Overlooking the long term survival of a website is fatal, but incredibly common.
It’s true that designing, building and writing a new website can seem a daunting prospect, which is perhaps why people forget to ask the most important questions, such as:
- Will I be able to update the copy and add new content myself? (ie without incurring regular fees and waiting for a slot in someone else’s schedule).
- If I can update it, which bits can I change? You may have access to the news blog, but what about the home page or about us?
- How much will it cost to add new sections, video, social media etc? The last thing you want it to be hit with big bills long after the initial and well negotiated build stage is over.
- Can any other web designer operate this programme? If no-one else understands the system your developer has chosen, you’re basically locked in for the life of the site.
WordPress overcomes all of these potential pitfalls. It’s an open source product, which basically means that it’s free online and is constantly being updated and improved by a community of IT nerds who do it for fun – yes really!
Not only do you save money and know that your website is built in the most cutting-edge and effective software available, but it also means there are many developers out there who can pick up your site if the relationship with your original website developer fails.

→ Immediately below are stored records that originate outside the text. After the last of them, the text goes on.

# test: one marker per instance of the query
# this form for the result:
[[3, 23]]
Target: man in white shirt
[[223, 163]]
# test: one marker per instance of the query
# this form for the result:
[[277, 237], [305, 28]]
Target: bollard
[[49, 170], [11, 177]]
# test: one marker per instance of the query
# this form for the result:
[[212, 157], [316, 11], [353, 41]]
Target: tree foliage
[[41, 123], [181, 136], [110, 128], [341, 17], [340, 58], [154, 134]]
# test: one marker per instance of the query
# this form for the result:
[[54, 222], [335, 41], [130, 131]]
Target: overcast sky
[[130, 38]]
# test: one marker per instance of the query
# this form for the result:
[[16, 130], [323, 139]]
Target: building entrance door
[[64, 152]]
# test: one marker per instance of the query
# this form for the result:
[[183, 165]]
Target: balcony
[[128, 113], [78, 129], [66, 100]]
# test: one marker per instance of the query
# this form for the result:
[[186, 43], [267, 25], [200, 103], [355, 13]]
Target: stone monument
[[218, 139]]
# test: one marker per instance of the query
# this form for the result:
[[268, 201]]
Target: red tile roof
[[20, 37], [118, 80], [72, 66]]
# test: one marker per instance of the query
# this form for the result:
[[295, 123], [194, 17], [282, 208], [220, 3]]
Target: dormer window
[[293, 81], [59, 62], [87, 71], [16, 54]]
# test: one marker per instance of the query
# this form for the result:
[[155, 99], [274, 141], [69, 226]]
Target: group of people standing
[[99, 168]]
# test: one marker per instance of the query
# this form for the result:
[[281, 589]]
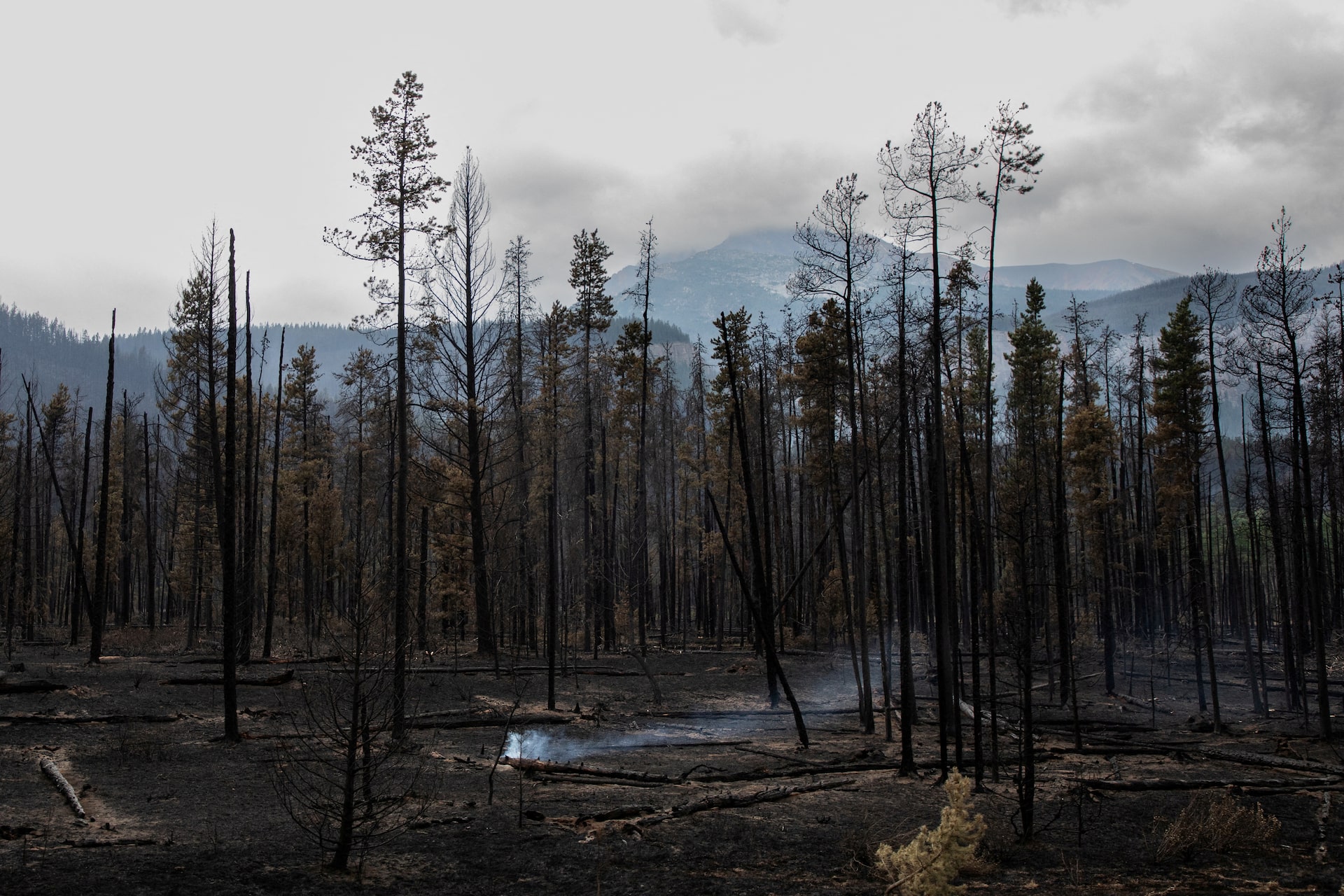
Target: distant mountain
[[750, 270], [1158, 300], [49, 354]]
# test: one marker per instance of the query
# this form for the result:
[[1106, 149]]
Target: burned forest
[[899, 589]]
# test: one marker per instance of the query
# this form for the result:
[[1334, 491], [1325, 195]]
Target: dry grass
[[1219, 824]]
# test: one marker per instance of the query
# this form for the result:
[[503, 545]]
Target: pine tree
[[1023, 510], [1179, 405], [402, 187]]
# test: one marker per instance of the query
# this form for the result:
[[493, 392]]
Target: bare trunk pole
[[100, 575], [274, 501]]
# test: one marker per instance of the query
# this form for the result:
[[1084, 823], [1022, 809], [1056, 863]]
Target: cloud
[[1051, 7], [748, 22], [746, 184], [1186, 159]]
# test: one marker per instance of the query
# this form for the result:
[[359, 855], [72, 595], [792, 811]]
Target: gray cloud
[[696, 204], [1051, 7], [1184, 160], [748, 22]]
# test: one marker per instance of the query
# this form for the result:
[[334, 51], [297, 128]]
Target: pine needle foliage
[[929, 862]]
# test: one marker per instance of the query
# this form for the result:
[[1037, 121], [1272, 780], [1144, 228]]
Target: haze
[[1172, 132]]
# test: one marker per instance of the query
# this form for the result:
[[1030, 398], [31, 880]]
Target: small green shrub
[[929, 862]]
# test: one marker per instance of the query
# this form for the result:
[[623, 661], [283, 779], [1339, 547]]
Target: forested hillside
[[987, 578]]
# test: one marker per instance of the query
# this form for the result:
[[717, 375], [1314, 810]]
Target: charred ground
[[171, 808]]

What’s more, because it’s not been created to make money, but instead to be the most user-friendly and SEO-effective website platform out there, WordPress is simple to use – both for the owner and the visitor. The built-in content management system can be easily navigated, and you can change pretty much any part of the site, including the images. There are even a range of videos on YouTube to help you if you get stuck.
Another benefit of a WordPress website is that it will evolve. It’s a bit like digital stickle-bricks, with free bolt-ons constantly being published to ensure your website remains SEO friendly and can accommodate new technology as it becomes widespread.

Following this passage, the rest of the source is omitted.